Effect of temperature on mitochondrial respiration. (a) Mass-specific oxygen flux (J _O2) in respiratory states PGMS_P (filled boxes) and CIV_E0 extrapolated from the threshold plots in Fig. 5 (empty boxes). (b) Respiratory flux (j _O2) relative to a simple temperature reference model: the reference flux is defined at 37 °C as 1.0 and at other temperatures as 1.0 if Q ₁₀ is constant at 2.0 (horizontal dashed line). Non-linear deviations from standard conditions (full and dotted lines) are obtained when Q ₁₀ differs from 2.0 (Q ₁₀ shown by numbers) and is constant throughout the entire temperature range. (c) j _O2 relative to standard temperature correction of flux at 37 °C (Q ₁₀ = 2.0; horizontal lines): CIV_E0 (● extrapolated from the threshold plots, Fig. 5), ETS capacity (■ PGMS_E), and LEAK respiration (▲ pooled GM_L and PM_L).
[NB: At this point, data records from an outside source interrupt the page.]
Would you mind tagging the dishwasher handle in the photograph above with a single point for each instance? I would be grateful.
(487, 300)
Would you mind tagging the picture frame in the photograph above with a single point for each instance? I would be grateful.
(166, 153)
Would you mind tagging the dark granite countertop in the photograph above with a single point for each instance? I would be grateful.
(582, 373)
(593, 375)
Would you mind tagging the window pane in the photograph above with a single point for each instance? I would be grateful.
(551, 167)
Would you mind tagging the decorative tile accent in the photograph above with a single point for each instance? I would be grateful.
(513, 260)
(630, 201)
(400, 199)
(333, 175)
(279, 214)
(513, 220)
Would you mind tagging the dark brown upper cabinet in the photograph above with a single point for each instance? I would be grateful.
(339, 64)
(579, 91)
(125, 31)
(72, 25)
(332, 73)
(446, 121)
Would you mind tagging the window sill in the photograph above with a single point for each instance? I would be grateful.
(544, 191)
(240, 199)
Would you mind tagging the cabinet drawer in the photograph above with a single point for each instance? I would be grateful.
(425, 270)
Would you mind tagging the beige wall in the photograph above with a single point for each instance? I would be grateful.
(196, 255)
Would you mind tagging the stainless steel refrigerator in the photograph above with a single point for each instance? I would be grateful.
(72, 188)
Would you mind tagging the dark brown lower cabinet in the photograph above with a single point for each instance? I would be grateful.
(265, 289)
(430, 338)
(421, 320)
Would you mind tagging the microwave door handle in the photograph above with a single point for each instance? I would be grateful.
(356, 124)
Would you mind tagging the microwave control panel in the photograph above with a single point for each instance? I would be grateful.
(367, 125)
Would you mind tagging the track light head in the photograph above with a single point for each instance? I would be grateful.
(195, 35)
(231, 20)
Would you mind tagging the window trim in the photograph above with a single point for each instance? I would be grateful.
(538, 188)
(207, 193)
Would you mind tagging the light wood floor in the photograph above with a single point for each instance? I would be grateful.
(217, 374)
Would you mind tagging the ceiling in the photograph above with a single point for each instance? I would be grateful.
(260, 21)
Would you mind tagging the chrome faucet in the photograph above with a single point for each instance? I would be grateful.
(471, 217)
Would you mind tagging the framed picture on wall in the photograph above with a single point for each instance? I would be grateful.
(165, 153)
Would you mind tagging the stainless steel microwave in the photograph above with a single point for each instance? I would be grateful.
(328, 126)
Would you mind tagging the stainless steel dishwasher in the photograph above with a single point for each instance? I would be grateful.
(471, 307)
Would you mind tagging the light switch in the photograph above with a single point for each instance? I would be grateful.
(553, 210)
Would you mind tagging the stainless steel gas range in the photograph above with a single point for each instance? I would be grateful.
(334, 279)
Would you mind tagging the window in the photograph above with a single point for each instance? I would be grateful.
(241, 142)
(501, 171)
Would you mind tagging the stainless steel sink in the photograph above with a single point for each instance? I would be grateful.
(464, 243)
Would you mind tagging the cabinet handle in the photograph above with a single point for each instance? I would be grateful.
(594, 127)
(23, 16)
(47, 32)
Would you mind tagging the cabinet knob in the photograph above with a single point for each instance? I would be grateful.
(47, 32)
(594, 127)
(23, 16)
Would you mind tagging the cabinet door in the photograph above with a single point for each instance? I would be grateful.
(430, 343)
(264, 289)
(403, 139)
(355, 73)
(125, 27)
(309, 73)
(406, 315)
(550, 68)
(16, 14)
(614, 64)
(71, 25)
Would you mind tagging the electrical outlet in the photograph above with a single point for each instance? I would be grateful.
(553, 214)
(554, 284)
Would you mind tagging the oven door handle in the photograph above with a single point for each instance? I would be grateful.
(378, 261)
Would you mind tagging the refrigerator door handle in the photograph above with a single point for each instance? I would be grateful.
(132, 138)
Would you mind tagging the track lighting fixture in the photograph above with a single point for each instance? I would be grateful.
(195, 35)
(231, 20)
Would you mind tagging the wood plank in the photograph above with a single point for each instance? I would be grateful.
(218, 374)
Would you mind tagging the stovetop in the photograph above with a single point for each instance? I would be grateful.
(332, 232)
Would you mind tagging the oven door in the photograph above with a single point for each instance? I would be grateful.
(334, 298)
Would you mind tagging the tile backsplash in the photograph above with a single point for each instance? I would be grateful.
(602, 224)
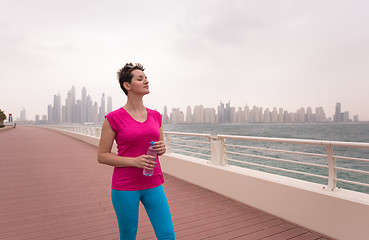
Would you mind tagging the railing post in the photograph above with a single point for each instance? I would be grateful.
(167, 142)
(218, 155)
(332, 173)
(97, 132)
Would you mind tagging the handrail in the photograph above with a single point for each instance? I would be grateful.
(218, 151)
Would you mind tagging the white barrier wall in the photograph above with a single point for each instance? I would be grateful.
(341, 214)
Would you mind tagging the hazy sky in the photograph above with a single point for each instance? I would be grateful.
(284, 54)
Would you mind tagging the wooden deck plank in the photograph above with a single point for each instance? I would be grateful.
(52, 187)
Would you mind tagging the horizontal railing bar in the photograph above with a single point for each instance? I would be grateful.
(352, 158)
(352, 182)
(278, 159)
(352, 170)
(188, 146)
(280, 169)
(298, 141)
(185, 140)
(277, 150)
(201, 154)
(188, 134)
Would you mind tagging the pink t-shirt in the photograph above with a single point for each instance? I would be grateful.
(133, 139)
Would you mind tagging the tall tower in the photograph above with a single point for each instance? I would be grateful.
(337, 115)
(165, 116)
(110, 104)
(84, 105)
(102, 109)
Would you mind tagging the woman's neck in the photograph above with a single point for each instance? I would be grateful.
(134, 104)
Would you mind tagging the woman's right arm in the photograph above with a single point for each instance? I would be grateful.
(105, 156)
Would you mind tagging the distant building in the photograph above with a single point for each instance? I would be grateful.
(337, 114)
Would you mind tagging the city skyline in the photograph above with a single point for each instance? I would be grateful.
(228, 114)
(83, 110)
(268, 53)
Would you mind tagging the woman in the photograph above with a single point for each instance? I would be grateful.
(133, 127)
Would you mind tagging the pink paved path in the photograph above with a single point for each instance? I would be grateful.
(52, 187)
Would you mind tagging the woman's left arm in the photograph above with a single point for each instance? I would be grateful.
(160, 145)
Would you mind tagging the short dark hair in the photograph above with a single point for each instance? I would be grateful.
(125, 74)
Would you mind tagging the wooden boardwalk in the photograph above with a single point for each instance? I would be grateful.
(52, 187)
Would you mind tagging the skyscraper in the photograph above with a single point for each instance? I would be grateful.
(102, 109)
(84, 105)
(110, 104)
(337, 115)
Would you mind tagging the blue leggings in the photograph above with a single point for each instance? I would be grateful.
(126, 205)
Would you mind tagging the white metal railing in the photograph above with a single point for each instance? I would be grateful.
(93, 131)
(242, 151)
(223, 152)
(189, 143)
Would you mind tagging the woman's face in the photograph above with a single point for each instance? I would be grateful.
(139, 83)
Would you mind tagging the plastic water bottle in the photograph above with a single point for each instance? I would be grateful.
(151, 152)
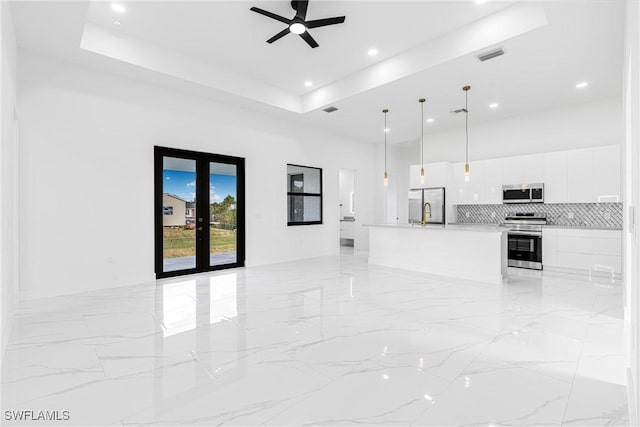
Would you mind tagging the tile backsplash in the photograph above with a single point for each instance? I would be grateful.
(589, 215)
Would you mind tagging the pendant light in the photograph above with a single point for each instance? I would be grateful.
(467, 175)
(421, 101)
(386, 175)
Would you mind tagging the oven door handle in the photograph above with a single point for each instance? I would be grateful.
(526, 233)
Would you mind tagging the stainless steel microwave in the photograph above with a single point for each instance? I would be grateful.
(523, 193)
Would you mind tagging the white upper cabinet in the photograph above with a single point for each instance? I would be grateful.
(532, 169)
(606, 174)
(437, 174)
(580, 176)
(512, 171)
(492, 189)
(555, 177)
(462, 193)
(476, 181)
(575, 176)
(414, 176)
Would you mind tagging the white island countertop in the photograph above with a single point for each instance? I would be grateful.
(449, 227)
(466, 252)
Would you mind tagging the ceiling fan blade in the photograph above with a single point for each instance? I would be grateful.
(310, 41)
(279, 35)
(301, 9)
(324, 22)
(271, 15)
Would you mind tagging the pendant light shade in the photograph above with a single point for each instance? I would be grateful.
(421, 101)
(386, 129)
(467, 174)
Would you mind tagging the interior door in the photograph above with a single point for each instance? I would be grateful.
(199, 212)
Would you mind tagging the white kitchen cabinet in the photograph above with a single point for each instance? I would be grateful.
(492, 188)
(347, 229)
(580, 176)
(414, 176)
(462, 191)
(512, 171)
(477, 181)
(594, 251)
(555, 177)
(606, 174)
(549, 247)
(435, 174)
(532, 169)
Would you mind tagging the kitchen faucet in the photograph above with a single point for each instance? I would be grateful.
(424, 213)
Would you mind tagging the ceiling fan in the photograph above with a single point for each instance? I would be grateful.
(298, 24)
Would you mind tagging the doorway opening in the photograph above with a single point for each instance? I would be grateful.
(346, 200)
(199, 212)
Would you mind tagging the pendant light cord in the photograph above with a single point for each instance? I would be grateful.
(385, 141)
(422, 134)
(466, 124)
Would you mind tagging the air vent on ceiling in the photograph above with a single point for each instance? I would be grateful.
(485, 56)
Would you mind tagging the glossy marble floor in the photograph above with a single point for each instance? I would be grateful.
(325, 341)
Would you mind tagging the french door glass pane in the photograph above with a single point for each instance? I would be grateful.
(223, 222)
(178, 213)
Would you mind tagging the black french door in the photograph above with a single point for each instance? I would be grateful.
(199, 212)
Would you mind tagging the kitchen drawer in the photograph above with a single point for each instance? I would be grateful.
(588, 233)
(591, 262)
(589, 245)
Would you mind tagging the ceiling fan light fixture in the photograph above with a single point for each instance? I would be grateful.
(297, 28)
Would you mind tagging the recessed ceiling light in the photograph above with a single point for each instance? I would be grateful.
(297, 28)
(118, 8)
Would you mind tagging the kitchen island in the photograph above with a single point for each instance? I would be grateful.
(465, 252)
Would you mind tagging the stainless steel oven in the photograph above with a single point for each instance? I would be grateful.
(525, 239)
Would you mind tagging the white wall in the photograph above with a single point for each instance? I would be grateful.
(346, 185)
(631, 189)
(580, 126)
(583, 125)
(8, 171)
(86, 171)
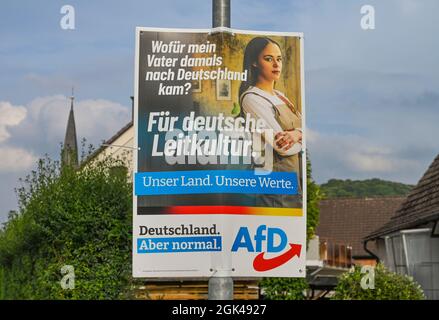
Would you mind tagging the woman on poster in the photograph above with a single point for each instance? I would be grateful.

Vertical bars show deviations of experimental results (means, n = 5 to 14) from the theoretical line for a Q ₁₀ of 2.0. The dotted trend line illustrates the change of temperature sensitivity for ETS, particularly at 4 °C. For box plots and abbreviations see Figs 1 and 2.

Figure 5

Azide titration and Complex IV threshold in permeabilized cardiac fibers at 40 to 4 °C. (a to e) Effect of azide titration on relative NS-pathway ETS capacity (PGMS_E; circles, dashed line: linear interpolations) and velocity of the single enzyme cytochrome c oxidase (CIV_E; squares, solid line: hyperbolic fit). (f to j) Threshold plots of relative NS-pathway flux as a function of relative inhibition of CIV at identical azide concentrations. Data up to the threshold of inhibition are shown by open symbols. The CIV_E0/NS_E flux ratio is calculated as the intercept at zero CIV inhibition of a linear regression through the data above the inflection point (closed symbols; r ² ≥ 0.99). CIV_E0/NS_E values are listed in the graphs as medians (min to max). The apparent excess capacity of CIV is j _ExCIV = CIV_E0/NS_E − 1. Triangles on Y axes show medians of relative CIV activities measured directly with ascorbate and TMPD (CIV_E/NS_E = 3.0 at 4 °C; not shown). The threshold of inhibition is at the intercept between the linear regression and the extrapolated line drawn from the control to the first inhibited flux (dotted vertical lines). Circles are means ± SD (n = 4–5).